Poynter Online’s Mallary Jean Tenore looks at how technology is giving long-form journalism another chance at survival.
“Five guys,” Tenore writes, “…have found ways to use Web tools to renew attention to long-form journalism, increase its shelf life and make it easier for people to consume and share it.”
First, there’s Nate Weiner. He likes to read long-form articles, but couldn’t find a good way to save them for later. He created Read It Later, which allows people to save online stories for offline use. In just three years, the tool has over three million users.
Tenore spoke with Weiner, writing:
“Weiner said he’s talked recently with journalists and publishers about the importance of making it easy for readers to save stories — particularly longer-form ones that take awhile to produce and can get easily lost among other content on a news org’s website.

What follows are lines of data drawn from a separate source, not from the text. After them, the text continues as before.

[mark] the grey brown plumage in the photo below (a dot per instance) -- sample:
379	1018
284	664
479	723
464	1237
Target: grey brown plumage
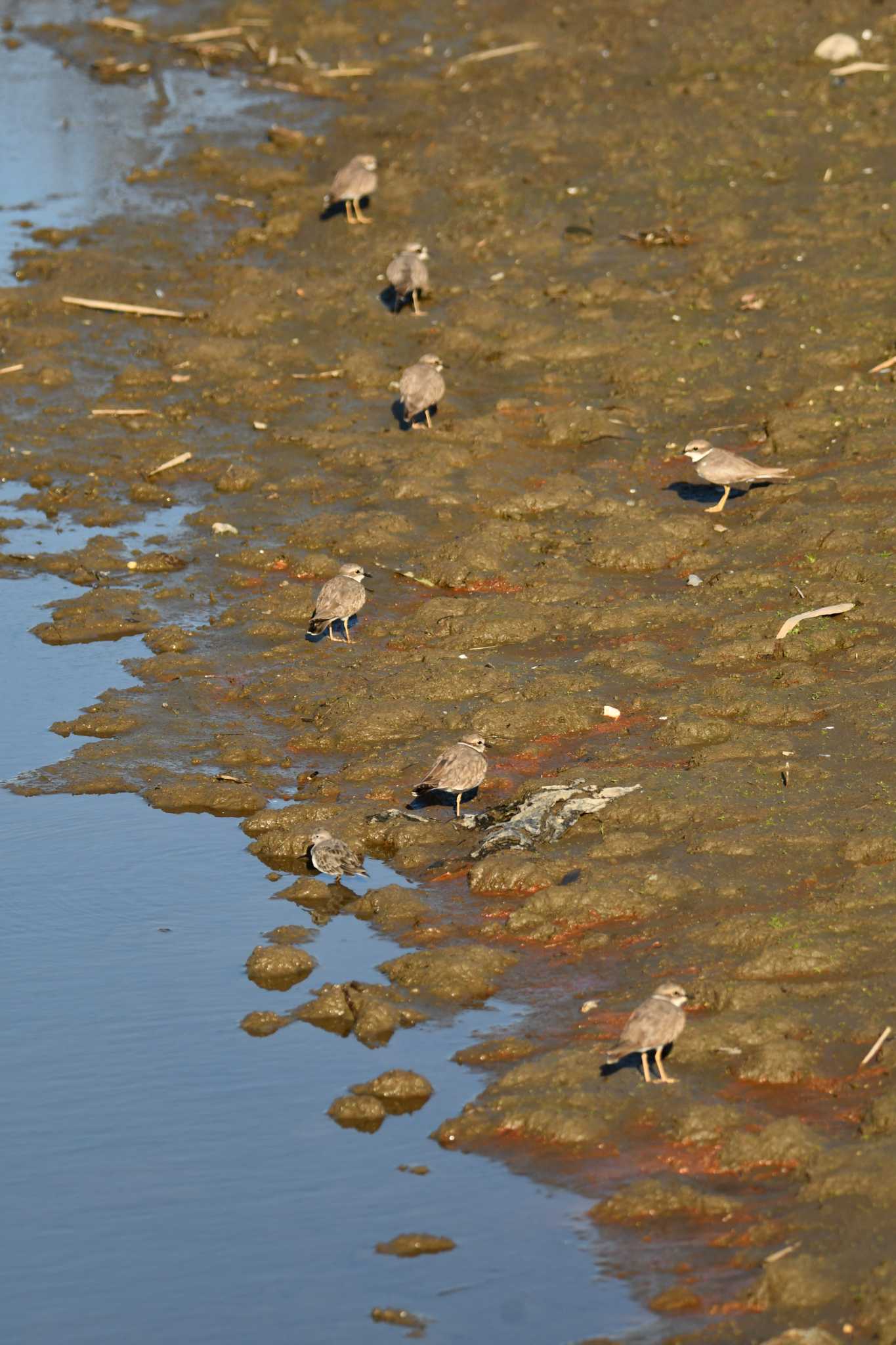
721	467
340	599
352	183
457	770
653	1025
409	275
333	857
421	387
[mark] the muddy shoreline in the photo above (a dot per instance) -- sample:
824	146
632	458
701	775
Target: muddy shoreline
531	565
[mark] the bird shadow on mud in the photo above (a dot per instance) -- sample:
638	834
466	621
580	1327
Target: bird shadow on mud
398	412
699	494
339	208
633	1061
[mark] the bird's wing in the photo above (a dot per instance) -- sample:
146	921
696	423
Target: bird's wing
335	599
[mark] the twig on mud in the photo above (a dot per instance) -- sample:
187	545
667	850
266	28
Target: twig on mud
186	39
779	1255
110	305
123	410
834	609
172	462
490	54
880	1042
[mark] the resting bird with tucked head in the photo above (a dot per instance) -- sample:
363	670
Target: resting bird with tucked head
339	600
457	770
720	467
653	1025
352	183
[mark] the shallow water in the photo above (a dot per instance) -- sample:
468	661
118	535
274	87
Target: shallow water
172	1174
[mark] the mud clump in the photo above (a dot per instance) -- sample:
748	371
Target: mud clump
416	1245
398	1091
371	1012
278	967
206	794
467	973
101	615
358	1113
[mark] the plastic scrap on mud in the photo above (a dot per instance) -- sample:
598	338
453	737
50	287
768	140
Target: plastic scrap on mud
547	816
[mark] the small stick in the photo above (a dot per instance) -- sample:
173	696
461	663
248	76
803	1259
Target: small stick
112	307
172	462
785	1251
207	35
834	609
492	53
123	410
880	1042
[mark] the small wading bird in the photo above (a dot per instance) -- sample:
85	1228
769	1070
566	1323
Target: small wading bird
654	1024
719	467
339	600
333	857
352	183
457	770
422	386
408	275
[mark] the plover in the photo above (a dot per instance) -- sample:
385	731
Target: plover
457	770
719	467
654	1024
333	857
408	275
352	183
422	386
339	600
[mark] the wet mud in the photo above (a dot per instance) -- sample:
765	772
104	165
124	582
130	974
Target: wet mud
531	563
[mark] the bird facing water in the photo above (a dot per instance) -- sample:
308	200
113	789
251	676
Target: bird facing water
339	600
457	770
720	467
352	183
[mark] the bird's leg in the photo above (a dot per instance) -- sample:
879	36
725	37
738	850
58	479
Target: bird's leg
717	509
664	1076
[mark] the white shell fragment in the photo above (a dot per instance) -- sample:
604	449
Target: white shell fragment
840	46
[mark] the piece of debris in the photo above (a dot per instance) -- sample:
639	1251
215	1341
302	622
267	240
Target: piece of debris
806	617
664	236
840	46
548	814
110	305
172	462
880	1042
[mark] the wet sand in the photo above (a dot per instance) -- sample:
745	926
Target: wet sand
532	557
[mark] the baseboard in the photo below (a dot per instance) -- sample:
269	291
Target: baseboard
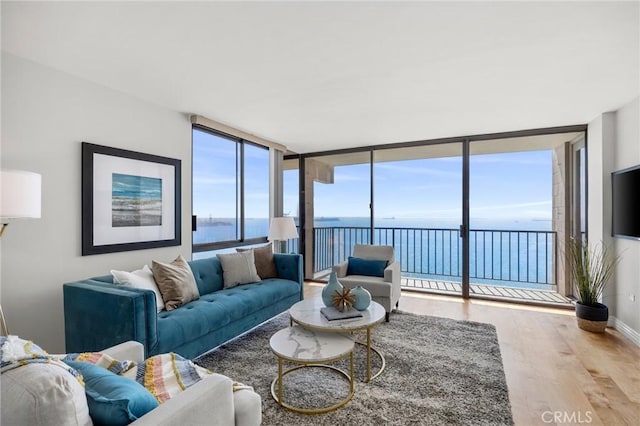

“The biggest question he gets from publishers is, “Why would we want to allow the reader to read off our site, away from our advertising and other articles?”
“Read It Later is essentially the article’s second chance. It actually improves the likelihood that the article will be seen,” Weiner said via e-mail. “If any article is there, the user put it there. And in order for a user to have put it there, they would have to have visited the publisher’s site.”
In a similar project, Marco Arment (the lead developer behind Tumblr) created Instapaper, which allows users to save web pages so they can read them offline. The service boasts a few hundred thousand users and about three million page views a month.
Instapaper inspired Max Linksy and Aaron Lammer to create Longform.org, which aggregates long-form journalism from as far back as 1899.